“Quem paga o advogado?” é mais um delírio fascista



POR FERNANDO BRITO · 08/09/2018

Durante 24 horas, a Ordem dos Advogados do Brasil, tão afoita em mergulhar no apoio aos arreganhos do golpismo no Brasil, assistiu passivamente a onda monstruosa de suspeição ao sujeito – é bom repetir, aparentemente fanático e desequilibrado – que agrediu a faca o senhor Jair Bolsonaro.

Quem o estaria pagando? A “esquerda”, a “Ursal”?

Foi tanta a pressão que o advogado teve de vir a público indicar quem o contratara:

– Uma pessoa ligada à igreja dos testemunhas de Jeová de Montes Claros me telefonou na quinta pedindo para eu pegar o caso

Ufa! Que alívio: ninguém vai colocar as Testemunhas de Jeová no meio de uma conspiração comunista, o será que vai. Porque se fosse católico, ah, claro que ia entrar na conta dos “padres comunistas” dos quais tanto esta camada de energúmenos vive falando.

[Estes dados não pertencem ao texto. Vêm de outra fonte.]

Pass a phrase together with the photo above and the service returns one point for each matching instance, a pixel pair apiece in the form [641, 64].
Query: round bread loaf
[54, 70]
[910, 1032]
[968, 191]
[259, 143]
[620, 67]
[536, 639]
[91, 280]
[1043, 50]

No nosso déficit democrático – sobretudo na mídia, que levanta sempre esta suspeita e dá repercussão aos delírios fascistas – o advogado, direito universal de qualquer ser humano, é imediatamente transformado em cúmplice de seu cliente e vira “defensor de bandido”, alguém que deve “ir pro saco” junto com seu constituinte.

A simplificação – monstruosa como sabem ser as simplificações –  da ideia de Justiça como os “bons” contra os “maus” cria, nas palavras do professor de Direito Criminal Salah Khaled Jr,  “um perigoso nó de forças [que] converge para de forma sistemática aviltar, desprestigiar e aniquilar a própria ideia de defesa, como se ela fosse um obstáculo indesejável para a concretização de uma justiça que é identificada com o poder punitivo”.

Essa monstruosidade, cada vez com mais frequência, é praticada  pelo próprio Judiciário e suas cercanias, no MP e na Polícia, porque desqualificar o defensor e sua atividade são abrir caminho para a afirmação de uma pseudojustiça, moldada unilateralmente pelos detentores do poder de Estado.

Sob o inexplicável silêncio e omissão da advocacia e de sua Ordem, que assistiu quase muda as maiores violências, como a praticada na “Lava Jato”, quando se grampeou os telefones do escritório que fazia a defesa de Lula, por ordem de Sérgio Moro e pedido da turma do Dallagnol.

Os advogados, expostos nos jornais à sanha dos fanáticos, estão sujeitos à detratação pública e até às próprias famílias e amigos terão, constrangidamente, de explicar porque atuam na defesa de um “bandido”  e, já que delírio não tem limite, de “um “comunista de Jeová”.

Na ditadura da farda, quantos foram bater à porta da OAB, pedir socorro a gente como Modesto da Silveira, Nilo Batista, Délio dos Santos,  Raimundo Faoro, Evaristo de Morais Filho e tantos outros. Agora, na ditadura da toga, melhor passarmos a conhecer gente das Testemunhas de Jeová, capazes de fazer a defesa de acusados com mais senso jurídico que a Ordem dos Advogados.

Ou nos prepararmos para a ideia de que direito de defesa é portar uma pistola.